直白地说,这是控股股东的“财务总监”级人物直接下沉到子公司坐镇。在当前财务纪律至关重要的背景下,童超的三重资质显得尤为契合:历史亏损严重,资本消耗过快。让一位既懂账本、又懂合规、还熟悉跨境业务的人出任董事长,并非简单的“不拘一格降人才”,而是典型的“对症下药”。

将这样的人员配置安排到保险公司担任董事长,意图十分明显——控股股东要亲自把控资金命脉。

随着童超当选,东方嘉富人寿的核心经营班子基本尘埃落定,“双80后”格局正式形成。总经理刘大勇生于1981年,拥有博士研究生学历,曾担任平安改革项目组顾问、阳光保险集团战略与创新发展中心高级经理、弘康人寿企划市场部负责人、合众人寿企划部与市场部负责人、金融壹账通战略规划负责人等职,兼具战略规划与科技运营背景。

两人的专业侧重差异显著:刘大勇侧重于战略执行与业务运营,童超则侧重于财务与合规管控,一个负责冲锋陷阵,一个负责把控风险。

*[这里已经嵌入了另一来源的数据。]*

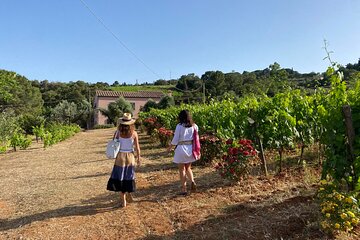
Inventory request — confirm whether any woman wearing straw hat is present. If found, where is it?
[107,113,140,207]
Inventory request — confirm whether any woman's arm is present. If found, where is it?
[134,132,141,166]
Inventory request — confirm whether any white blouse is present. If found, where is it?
[171,124,199,163]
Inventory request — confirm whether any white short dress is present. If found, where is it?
[171,124,199,163]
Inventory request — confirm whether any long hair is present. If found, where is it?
[179,110,194,127]
[118,124,135,137]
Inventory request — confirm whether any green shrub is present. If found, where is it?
[10,132,31,151]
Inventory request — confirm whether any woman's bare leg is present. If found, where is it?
[178,163,186,192]
[185,163,194,182]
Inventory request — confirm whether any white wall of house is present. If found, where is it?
[94,96,160,125]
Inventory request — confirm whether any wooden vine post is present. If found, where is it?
[342,105,357,190]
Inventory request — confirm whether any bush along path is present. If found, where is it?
[0,129,338,239]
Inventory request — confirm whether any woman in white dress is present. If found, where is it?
[168,110,198,195]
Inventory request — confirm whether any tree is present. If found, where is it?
[201,71,226,97]
[0,70,43,114]
[51,100,77,124]
[98,97,133,124]
[157,96,175,109]
[142,99,157,112]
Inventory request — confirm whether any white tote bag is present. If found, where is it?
[106,140,120,159]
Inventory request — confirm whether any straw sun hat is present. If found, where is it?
[118,113,135,125]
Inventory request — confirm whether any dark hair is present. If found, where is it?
[118,124,135,137]
[179,110,194,127]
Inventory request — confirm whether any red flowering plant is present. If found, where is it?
[215,139,257,181]
[157,127,174,147]
[198,133,222,165]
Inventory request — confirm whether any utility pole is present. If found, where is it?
[203,80,205,104]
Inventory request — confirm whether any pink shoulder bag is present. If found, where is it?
[192,128,201,160]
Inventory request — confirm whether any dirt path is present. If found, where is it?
[0,129,326,239]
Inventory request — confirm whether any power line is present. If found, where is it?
[80,0,162,79]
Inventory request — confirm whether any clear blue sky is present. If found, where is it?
[0,0,360,84]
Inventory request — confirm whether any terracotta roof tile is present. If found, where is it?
[95,90,164,98]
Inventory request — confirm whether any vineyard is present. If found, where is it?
[0,65,360,240]
[141,67,360,235]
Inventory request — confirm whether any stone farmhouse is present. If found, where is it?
[94,90,165,125]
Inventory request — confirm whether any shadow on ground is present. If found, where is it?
[0,193,118,231]
[143,196,331,240]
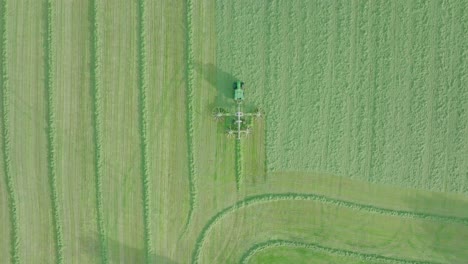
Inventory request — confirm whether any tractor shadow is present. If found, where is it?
[405,192,468,263]
[195,61,238,108]
[80,234,178,264]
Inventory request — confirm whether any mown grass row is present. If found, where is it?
[44,0,63,264]
[0,0,20,264]
[236,140,244,191]
[192,193,468,263]
[240,239,434,264]
[89,0,109,263]
[137,0,153,263]
[182,0,197,235]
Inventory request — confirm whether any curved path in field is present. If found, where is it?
[192,193,468,263]
[240,239,436,264]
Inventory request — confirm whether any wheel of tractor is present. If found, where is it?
[212,107,224,121]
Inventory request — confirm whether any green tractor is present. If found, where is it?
[234,81,244,102]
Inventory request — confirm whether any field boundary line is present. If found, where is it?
[239,239,437,264]
[0,0,21,264]
[89,0,109,264]
[192,192,468,264]
[44,0,63,264]
[179,0,198,237]
[137,0,153,263]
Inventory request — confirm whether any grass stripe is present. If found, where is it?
[240,239,435,264]
[44,0,63,264]
[179,0,197,239]
[236,139,244,191]
[0,0,20,264]
[138,0,153,263]
[192,193,468,263]
[89,0,109,263]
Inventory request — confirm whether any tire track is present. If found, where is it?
[421,2,437,189]
[44,0,63,264]
[320,1,338,170]
[365,2,376,183]
[240,239,436,264]
[343,0,358,176]
[137,0,153,263]
[236,140,244,193]
[89,0,109,264]
[179,0,197,237]
[0,0,21,264]
[442,3,463,192]
[192,193,468,264]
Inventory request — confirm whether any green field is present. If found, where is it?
[0,0,468,264]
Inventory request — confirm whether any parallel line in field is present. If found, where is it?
[235,139,244,192]
[365,1,376,182]
[89,0,109,264]
[320,1,337,170]
[262,1,274,175]
[0,0,21,264]
[137,0,153,263]
[179,0,197,239]
[192,193,468,263]
[44,0,63,264]
[422,1,437,189]
[442,5,462,192]
[398,1,414,188]
[321,0,338,170]
[343,0,358,177]
[392,2,402,182]
[239,239,436,264]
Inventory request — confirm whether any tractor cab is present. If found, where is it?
[234,81,244,102]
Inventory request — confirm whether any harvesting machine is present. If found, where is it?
[213,81,262,140]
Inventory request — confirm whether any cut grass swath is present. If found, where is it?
[89,0,109,263]
[44,1,63,264]
[240,239,435,264]
[192,193,468,263]
[0,0,20,264]
[138,0,152,263]
[179,0,197,239]
[236,140,243,191]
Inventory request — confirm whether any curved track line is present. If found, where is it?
[137,0,153,263]
[89,0,109,264]
[192,193,468,263]
[44,0,63,264]
[0,0,20,264]
[179,0,197,237]
[240,239,436,264]
[235,140,244,192]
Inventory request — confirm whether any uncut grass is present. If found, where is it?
[147,1,190,259]
[182,0,198,233]
[55,1,102,263]
[99,1,145,262]
[0,1,20,263]
[217,1,468,192]
[196,200,468,263]
[89,0,109,263]
[7,1,57,263]
[137,0,153,263]
[44,2,64,264]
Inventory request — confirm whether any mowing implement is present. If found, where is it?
[213,81,262,140]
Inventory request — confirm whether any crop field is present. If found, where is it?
[0,0,468,264]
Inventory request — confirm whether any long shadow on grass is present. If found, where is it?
[194,61,254,113]
[194,61,237,111]
[80,234,178,264]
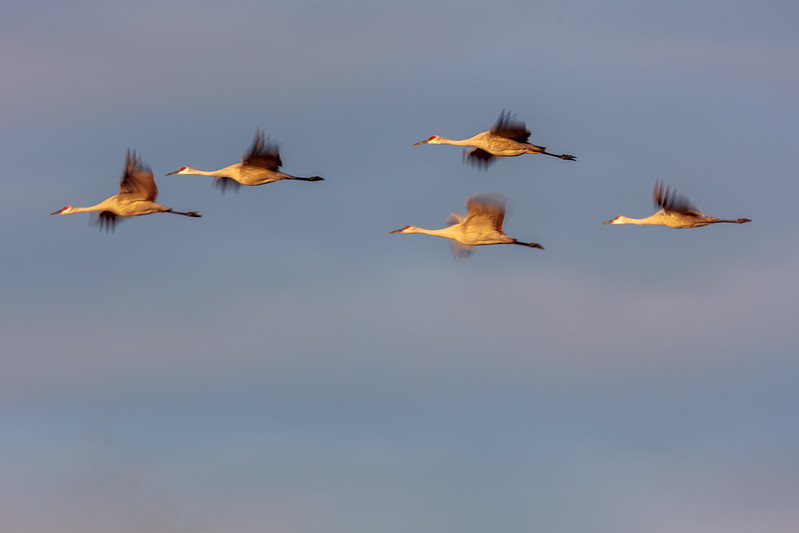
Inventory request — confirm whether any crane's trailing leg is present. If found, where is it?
[513,241,544,250]
[166,209,202,218]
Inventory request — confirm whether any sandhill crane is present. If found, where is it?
[50,150,202,230]
[391,193,544,258]
[414,111,577,168]
[603,181,751,228]
[167,130,323,192]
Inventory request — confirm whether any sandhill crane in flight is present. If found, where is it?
[167,130,323,192]
[50,150,202,230]
[603,181,751,228]
[414,111,577,168]
[391,193,544,259]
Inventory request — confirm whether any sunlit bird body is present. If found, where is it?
[391,193,544,258]
[603,181,751,228]
[167,130,323,192]
[415,111,577,167]
[50,150,201,230]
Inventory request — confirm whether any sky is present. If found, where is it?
[0,0,799,533]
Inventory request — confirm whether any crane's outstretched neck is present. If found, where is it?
[513,239,544,250]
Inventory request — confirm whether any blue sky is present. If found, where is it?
[0,0,799,533]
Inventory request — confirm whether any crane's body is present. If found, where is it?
[50,150,201,229]
[415,111,577,166]
[167,130,323,192]
[391,193,544,257]
[603,182,751,229]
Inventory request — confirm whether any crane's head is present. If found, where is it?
[413,135,444,146]
[165,167,194,176]
[389,226,416,233]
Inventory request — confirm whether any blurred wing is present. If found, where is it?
[652,181,699,213]
[464,192,505,233]
[491,110,530,142]
[447,213,466,226]
[119,150,158,202]
[463,148,494,169]
[211,177,241,194]
[95,211,118,232]
[241,130,283,170]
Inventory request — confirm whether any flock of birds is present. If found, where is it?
[50,111,751,251]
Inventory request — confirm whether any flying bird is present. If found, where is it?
[391,193,544,259]
[414,111,577,168]
[50,150,201,230]
[167,130,323,192]
[603,181,751,228]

这种分工看似合理,但在一家13年内更换了7任总经理的公司里,最缺乏的并非分工,而是稳定性,战略摇摆的代价已体现在那15亿元的累计亏损之中。

童超接手的东方嘉富人寿,虽然交出了一份表面光鲜的成绩单,但内部结构性矛盾依然突出。

从最直观的业绩结果来看,根据2025年第四季度偿付能力报告,2025年公司实现保险业务收入39.72亿元,同比增长23.74%;净利润约为0.60亿元,同比增长超过480%。总规模保费41.07亿元,同比增长21.8%。在业务品质方面,13个月与25个月保单继续率分别达到98%和99%。截至2025年末,公司总资产增至164.53亿元,净资产为10.57亿元。

这是公司连续第二个年度实现盈利。在此前的2024年,公司净利润约为1000万元,为成立以来首次实现年度盈利。不过,盈利基础是否稳固,仍需结合更多数据进行观察。

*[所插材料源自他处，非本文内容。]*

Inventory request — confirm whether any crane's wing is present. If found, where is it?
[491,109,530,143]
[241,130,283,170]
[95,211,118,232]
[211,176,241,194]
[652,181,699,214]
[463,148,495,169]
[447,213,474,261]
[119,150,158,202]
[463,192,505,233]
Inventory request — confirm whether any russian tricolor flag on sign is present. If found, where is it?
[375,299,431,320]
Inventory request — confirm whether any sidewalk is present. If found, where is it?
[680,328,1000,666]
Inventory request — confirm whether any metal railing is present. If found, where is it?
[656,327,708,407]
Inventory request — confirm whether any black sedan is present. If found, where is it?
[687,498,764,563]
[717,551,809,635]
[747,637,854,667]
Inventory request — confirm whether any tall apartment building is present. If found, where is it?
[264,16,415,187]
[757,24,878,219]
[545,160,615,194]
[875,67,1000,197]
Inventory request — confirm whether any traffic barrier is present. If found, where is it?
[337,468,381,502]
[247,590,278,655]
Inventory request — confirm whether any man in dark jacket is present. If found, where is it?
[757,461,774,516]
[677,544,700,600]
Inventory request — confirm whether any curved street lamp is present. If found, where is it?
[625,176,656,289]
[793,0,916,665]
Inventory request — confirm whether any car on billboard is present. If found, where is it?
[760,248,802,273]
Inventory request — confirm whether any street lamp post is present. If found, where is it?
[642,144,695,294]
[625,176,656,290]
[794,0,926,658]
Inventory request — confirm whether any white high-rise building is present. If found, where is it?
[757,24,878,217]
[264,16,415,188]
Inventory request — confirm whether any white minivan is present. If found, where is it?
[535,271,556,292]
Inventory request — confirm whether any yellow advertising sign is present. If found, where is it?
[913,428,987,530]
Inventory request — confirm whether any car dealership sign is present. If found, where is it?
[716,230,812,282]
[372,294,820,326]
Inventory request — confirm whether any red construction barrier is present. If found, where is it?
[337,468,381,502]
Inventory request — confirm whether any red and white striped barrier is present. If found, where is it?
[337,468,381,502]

首先,盈利的季度波动值得警惕。2025年前三季度,公司净利润合计约为1.05亿元,但第四季度单季净亏损0.45亿元,导致全年净利润大幅收窄。四季度亏损的原因无疑与资本市场表现高度相关,从年末数据看,全年累计综合投资收益率仅为1.55%,与4.48%的投资收益率存在显著差距,可供出售金融资产公允价值变动对实际收益形成了拖累。

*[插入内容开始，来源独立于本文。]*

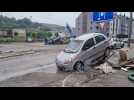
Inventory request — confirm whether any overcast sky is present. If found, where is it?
[1,12,129,27]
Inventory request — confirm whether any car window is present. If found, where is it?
[95,35,105,44]
[83,38,95,50]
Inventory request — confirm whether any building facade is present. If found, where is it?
[76,12,111,35]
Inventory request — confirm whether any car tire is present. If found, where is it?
[104,48,111,59]
[74,61,84,72]
[57,66,63,72]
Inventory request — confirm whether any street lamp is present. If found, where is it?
[128,12,133,48]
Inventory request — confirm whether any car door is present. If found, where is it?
[81,38,95,65]
[95,35,108,59]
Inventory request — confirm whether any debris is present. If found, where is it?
[119,49,128,63]
[96,62,115,73]
[121,67,128,72]
[128,71,134,81]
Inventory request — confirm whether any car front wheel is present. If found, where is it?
[104,48,111,58]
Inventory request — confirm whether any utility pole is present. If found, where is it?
[128,12,133,48]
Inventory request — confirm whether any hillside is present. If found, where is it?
[0,16,64,31]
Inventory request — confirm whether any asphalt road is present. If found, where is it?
[0,43,67,81]
[0,44,134,87]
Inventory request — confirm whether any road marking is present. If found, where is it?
[62,74,72,87]
[0,63,55,81]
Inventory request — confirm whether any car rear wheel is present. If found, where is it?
[74,62,84,72]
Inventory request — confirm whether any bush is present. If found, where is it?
[0,37,15,43]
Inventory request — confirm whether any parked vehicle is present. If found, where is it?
[56,33,110,71]
[110,38,125,49]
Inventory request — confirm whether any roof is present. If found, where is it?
[76,33,101,40]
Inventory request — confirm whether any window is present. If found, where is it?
[95,35,105,44]
[83,38,95,50]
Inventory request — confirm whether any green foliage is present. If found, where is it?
[27,31,52,39]
[0,16,50,31]
[0,37,16,43]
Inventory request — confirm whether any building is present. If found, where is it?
[0,28,26,41]
[76,12,111,35]
[113,14,130,36]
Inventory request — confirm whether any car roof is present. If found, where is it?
[75,33,104,40]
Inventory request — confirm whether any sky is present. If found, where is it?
[0,12,132,27]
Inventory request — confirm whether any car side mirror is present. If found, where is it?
[82,46,88,51]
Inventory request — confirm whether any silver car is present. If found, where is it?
[56,33,110,71]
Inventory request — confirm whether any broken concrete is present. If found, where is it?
[96,62,115,74]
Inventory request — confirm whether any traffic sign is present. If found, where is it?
[93,12,113,22]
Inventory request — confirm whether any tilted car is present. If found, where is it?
[56,33,110,71]
[110,38,125,49]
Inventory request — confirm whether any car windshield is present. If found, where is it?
[64,40,83,53]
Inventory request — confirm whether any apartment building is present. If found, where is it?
[76,12,111,35]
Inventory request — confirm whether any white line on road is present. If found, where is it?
[0,63,55,81]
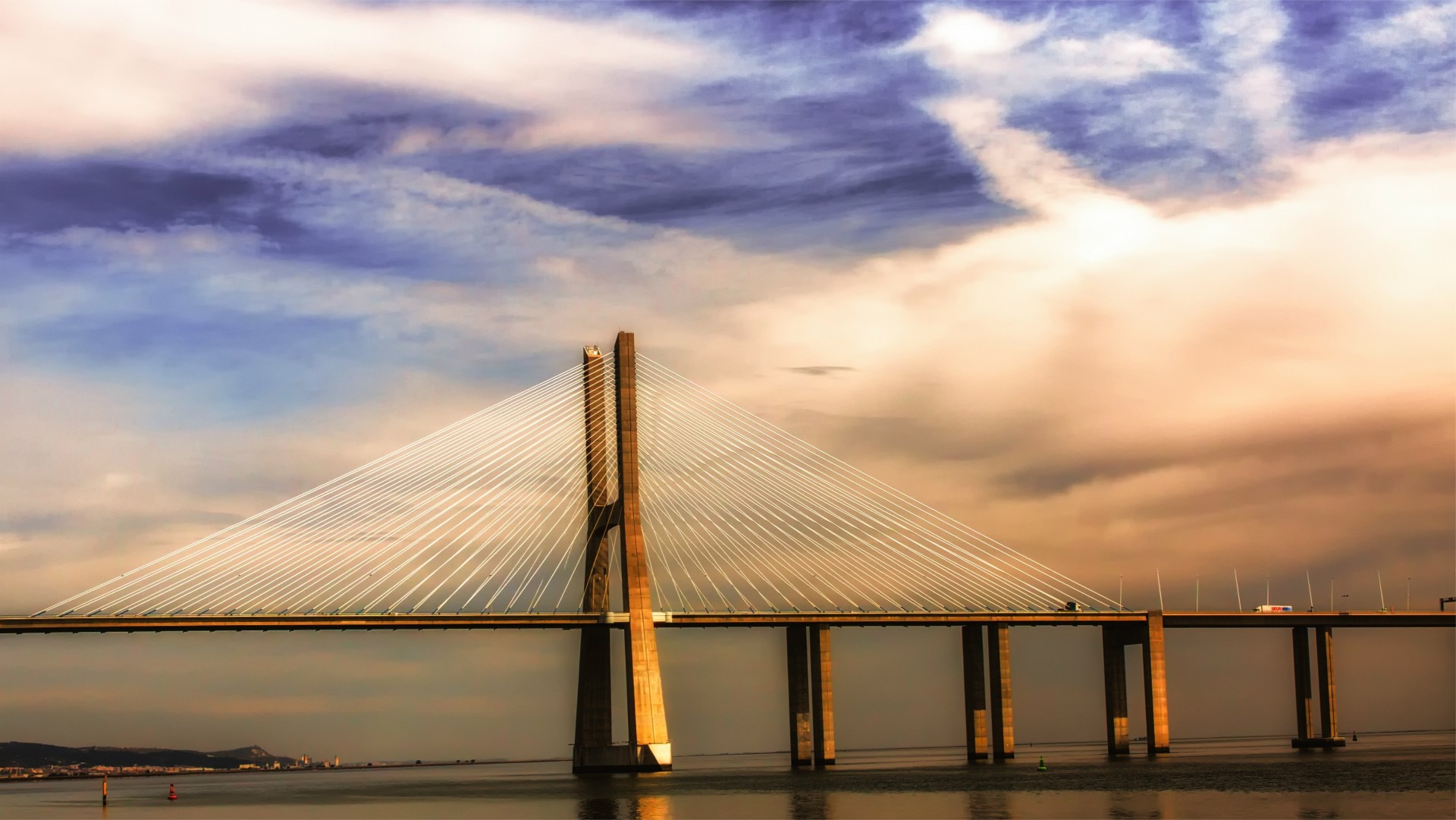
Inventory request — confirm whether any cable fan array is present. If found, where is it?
[38,357,616,614]
[46,354,1119,616]
[638,354,1119,611]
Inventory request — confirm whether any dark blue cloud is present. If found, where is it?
[0,160,258,233]
[1279,2,1456,140]
[11,306,374,427]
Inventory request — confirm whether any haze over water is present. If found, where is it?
[0,733,1456,820]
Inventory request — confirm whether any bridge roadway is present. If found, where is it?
[0,611,1456,772]
[0,611,1456,635]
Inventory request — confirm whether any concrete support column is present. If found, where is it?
[810,627,834,768]
[1293,627,1315,746]
[961,625,990,763]
[1315,627,1339,740]
[573,347,616,772]
[1102,625,1131,757]
[1143,611,1169,755]
[986,622,1016,760]
[786,627,814,769]
[573,332,673,772]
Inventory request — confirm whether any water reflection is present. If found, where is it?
[576,796,620,820]
[1106,791,1163,820]
[789,791,830,820]
[626,793,673,820]
[965,791,1010,820]
[576,793,673,820]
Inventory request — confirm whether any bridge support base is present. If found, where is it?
[1143,611,1171,755]
[1288,627,1345,749]
[1102,627,1140,757]
[986,622,1016,763]
[810,627,834,769]
[571,743,673,774]
[961,624,990,763]
[786,627,834,769]
[1102,611,1171,757]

进入2026年,一季度数据延续了这一波动特征。公司再次由盈转亏,单季净亏损0.26亿元。当季投资收益率和综合投资收益率分别为0.46%和0.24%。从上述波动来看,公司盈利状况对投资端表现存在较高依赖,承保端的盈利贡献仍然相对有限。

其次,偿付能力指标的演变轨迹引人关注。2025年一季度,公司发行14亿元资本补充债券,综合偿付能力充足率一度被推高至334%以上。但截至2025年末,这一指标已回落至222%,低于发债前约229.74%的水平;核心偿付能力充足率降至111%。进入2026年,一季度末综合偿付能力充足率进一步降至167.89%。实际资本由发债时点的约37.94亿元降至2025年末约30.55亿元,公司在业务扩张过程中的资本消耗速度过快。

“发债输血、业务扩张消耗、指标快速回落”,这一循环与公司历史上“增资、亏损、再增资”的路径存在相似之处。公司自2012年成立以来,除2020年、2024年、2025年微利外,其余年份均录得净亏损,累计亏损规模超过15亿元。其中2021-2023年三年间分别亏损1.17亿元、2.98亿元和3.27亿元,亏损呈扩大趋势。在经历了多轮增资后,公司当前业务增速加快,但资本消耗速度与盈利积累能否匹配,将是童超面临的持续课题。

从业务结构来看,公司在转型过程中银保渠道占比持续提升,这在当前“报行合一”监管框架下面临费用管控压力。加之公司仍处于品牌更名后的市场建设期,渠道、机构、产品等维度的调整仍在进行中,承保端利润率的提升需要更长时间的积累和验证。

童超接任董事长后,公司治理架构中“财务背景董事长+战略背景总经理”的组合已经清晰。在“健康金融、共富金融”的战略主线已基本确立的背景下,管理层面临的核心挑战不在于战略方向的重新选择,而在于执行层面的延续性和各项指标的精细化管理。

对公司而言,偿付能力充足率的动态管理、业务增长与资本消耗的平衡、承保端盈利能力的系统性改善,是摆在童超和新一届经营团队面前的主要课题。